# any HP printers that can take dye sublimation ink?



## jas

*Re: Targeting local customers and in person transactions: is it worth having an ecommerce site?*

Hi guys! i'm battling with getting the epson c88 (c88+) printer. Are there any other options (esp. HP printers) that can take the sublimation ink?


----------



## debz1959

I don't think so....

But the C88 is only about $75! And pre-filled cartridges are only sold for the epsons.


----------



## charles95405

Only epson printers...c88+, 1280, 1400, 1800, 4800 do sublimation inks. I used a c80 for a couple of years and it worked well...I now use a 1400 with bulk artainium system.
I think some use laser jets with special toners but I have no experience with them nor do I know the cost factors


----------



## BigBear

*Re: Targeting local customers and in person transactions: is it worth having an ecommerce site?*



jas said:


> Hi guys! i'm battling with getting the epson c88 (c88+) printer. Are there any other options (esp. HP printers) that can take the sublimation ink?


Greetings,

The specific Epson printers mentioned in a previous post are the only suitable desktop printers. HP, specifically, will not work.

You could work with a dealer that would send you the printer also, but it will have to be 110v (I don't remember if Ghana is 220v or 110v). That still shouldn't present a problem, because you can use a step-down transformer, if needed.

If you decide to begin, get as much as you can afford on the same shipment (especially sublimation paper). Freight is bad enough as it is, without buying a few hundred sheets of paper for small reorders.

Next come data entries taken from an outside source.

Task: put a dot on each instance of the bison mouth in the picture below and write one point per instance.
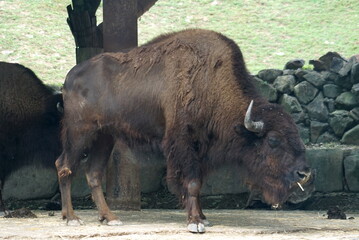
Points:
(275, 192)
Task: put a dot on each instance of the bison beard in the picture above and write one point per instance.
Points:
(29, 121)
(189, 92)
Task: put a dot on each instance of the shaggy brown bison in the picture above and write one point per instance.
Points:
(190, 92)
(29, 121)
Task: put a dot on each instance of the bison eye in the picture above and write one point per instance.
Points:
(273, 142)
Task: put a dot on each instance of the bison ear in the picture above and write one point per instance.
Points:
(238, 129)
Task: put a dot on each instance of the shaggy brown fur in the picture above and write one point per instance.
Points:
(189, 92)
(29, 120)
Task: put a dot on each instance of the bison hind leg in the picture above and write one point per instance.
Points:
(98, 158)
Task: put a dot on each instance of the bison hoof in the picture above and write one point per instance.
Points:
(75, 222)
(206, 223)
(114, 223)
(196, 228)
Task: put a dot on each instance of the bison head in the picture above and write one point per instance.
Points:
(275, 155)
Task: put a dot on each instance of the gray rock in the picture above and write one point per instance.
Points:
(269, 75)
(316, 129)
(328, 59)
(328, 164)
(330, 77)
(267, 91)
(299, 73)
(330, 104)
(340, 121)
(318, 65)
(31, 182)
(355, 73)
(331, 90)
(317, 110)
(288, 72)
(298, 117)
(304, 133)
(305, 92)
(355, 89)
(290, 104)
(327, 138)
(294, 64)
(344, 82)
(284, 84)
(344, 71)
(347, 100)
(351, 166)
(315, 78)
(337, 64)
(351, 136)
(354, 113)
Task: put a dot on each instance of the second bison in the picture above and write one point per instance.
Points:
(190, 93)
(29, 121)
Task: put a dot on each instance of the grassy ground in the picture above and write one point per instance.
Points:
(269, 32)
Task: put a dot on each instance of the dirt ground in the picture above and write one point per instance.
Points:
(170, 224)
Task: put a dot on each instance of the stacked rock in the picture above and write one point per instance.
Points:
(324, 102)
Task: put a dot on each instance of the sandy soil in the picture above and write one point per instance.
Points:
(170, 224)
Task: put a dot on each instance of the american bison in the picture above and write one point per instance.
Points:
(190, 93)
(29, 121)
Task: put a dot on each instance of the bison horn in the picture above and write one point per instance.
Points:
(251, 125)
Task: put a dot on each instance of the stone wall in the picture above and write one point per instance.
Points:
(324, 102)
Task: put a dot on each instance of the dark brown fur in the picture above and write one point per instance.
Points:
(188, 92)
(29, 120)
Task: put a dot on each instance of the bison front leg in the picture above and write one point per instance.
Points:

No matter, freight will still probably give you "sticker shock". You might consider contacting a freight forwarder (Miami, FL) is full of them and you might save a bit of money.

Plan on buying a bulk ink system. Considering freight, cartridges are just not practical.

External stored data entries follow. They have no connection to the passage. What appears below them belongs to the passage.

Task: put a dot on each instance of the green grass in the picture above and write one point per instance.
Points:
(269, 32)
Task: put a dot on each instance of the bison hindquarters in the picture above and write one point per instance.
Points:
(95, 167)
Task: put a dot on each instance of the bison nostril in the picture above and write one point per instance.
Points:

In selecting an ink vendor, plan on communicating with them enough to get a feel for their attitudes. Everyone needs help and support from time to time and some problems can only be solved by your supplier.

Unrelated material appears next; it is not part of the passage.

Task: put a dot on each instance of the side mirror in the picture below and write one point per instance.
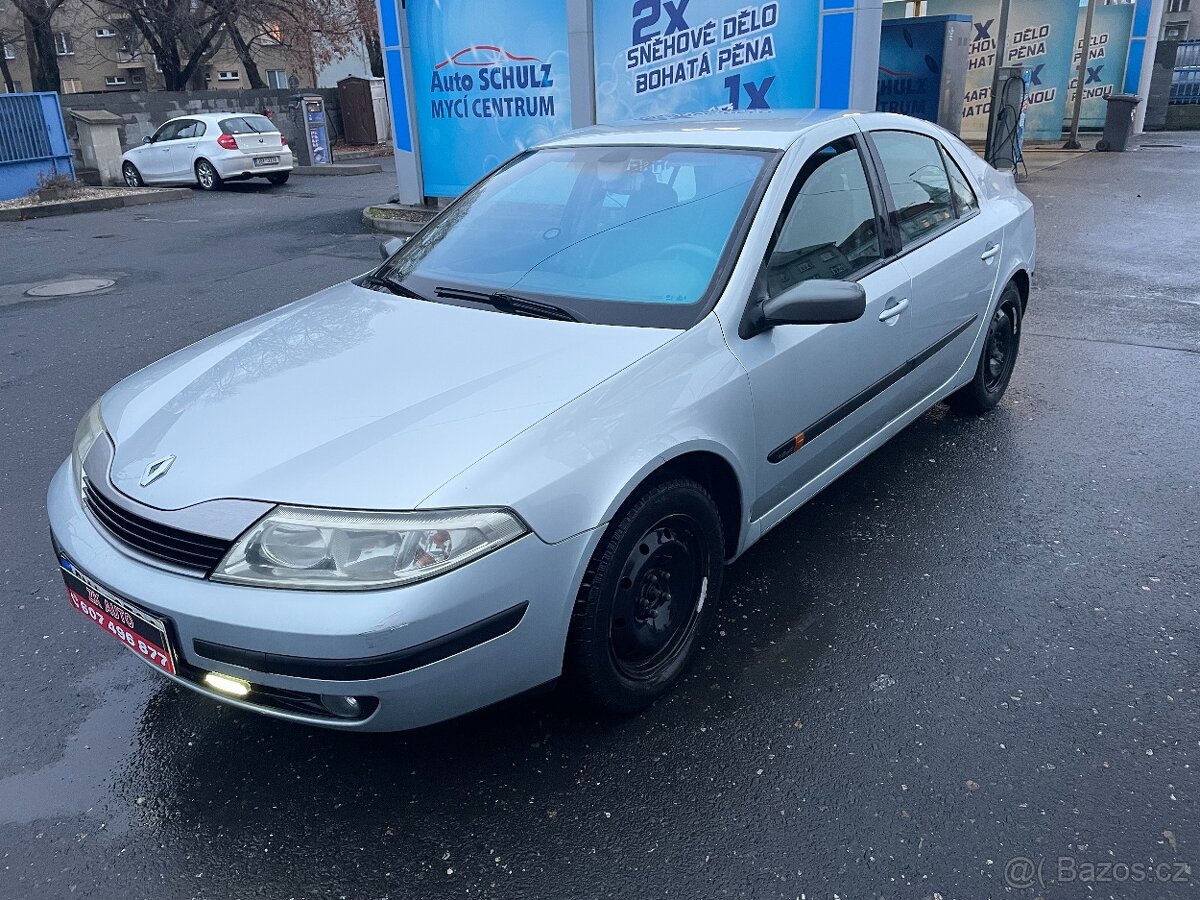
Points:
(820, 301)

One last tip. Be very focused on what you are wanting to produce and line up reliable sources. This will be critical to your success.

I have one customer in Ghana and I think he has to import everything that he sublimates except for some polyester items that he has made locally.

Good Luck!


----------



## Bringselpup

Someone does make a system for HP laserjets, if I remember correctly it was 4000 series I think but the problem with HP is the way the image gets put onto the paper. They use some sort of magnetic process and it is unsuitable for anything but things like awards plaques. The quality is in no way good enough for textile.


----------



## BigBear

Bringselpup said:


> Someone does make a system for HP laserjets, if I remember correctly it was 4000 series I think but the problem with HP is the way the image gets put onto the paper. They use some sort of magnetic process and it is unsuitable for anything but things like awards plaques. The quality is in no way good enough for textile.


You are correct, although cartridges are made for many HP printers, in addition to the HP 4000 and 4050.

Those type of cartridges (using magnetic toner) are extensively used in the Awards business because of it's ability to produce very deep opaque blacks (or color in the case of the HP 4500/4550) on the gold and silver metal used in the business.

The very properties that make them superior for gold and silver metal decorating, make them very difficult to use on anything white. We always suggest sublimation inks for "whites".


----------



## BCGal

hi, Could please update a list of which would work now. Having a hard time finding affordable as an artistcreative but entering sub as a hobbyest. There are so many printers out there. Inboxing with any suggestions would be an awesome help. Thanks.


----------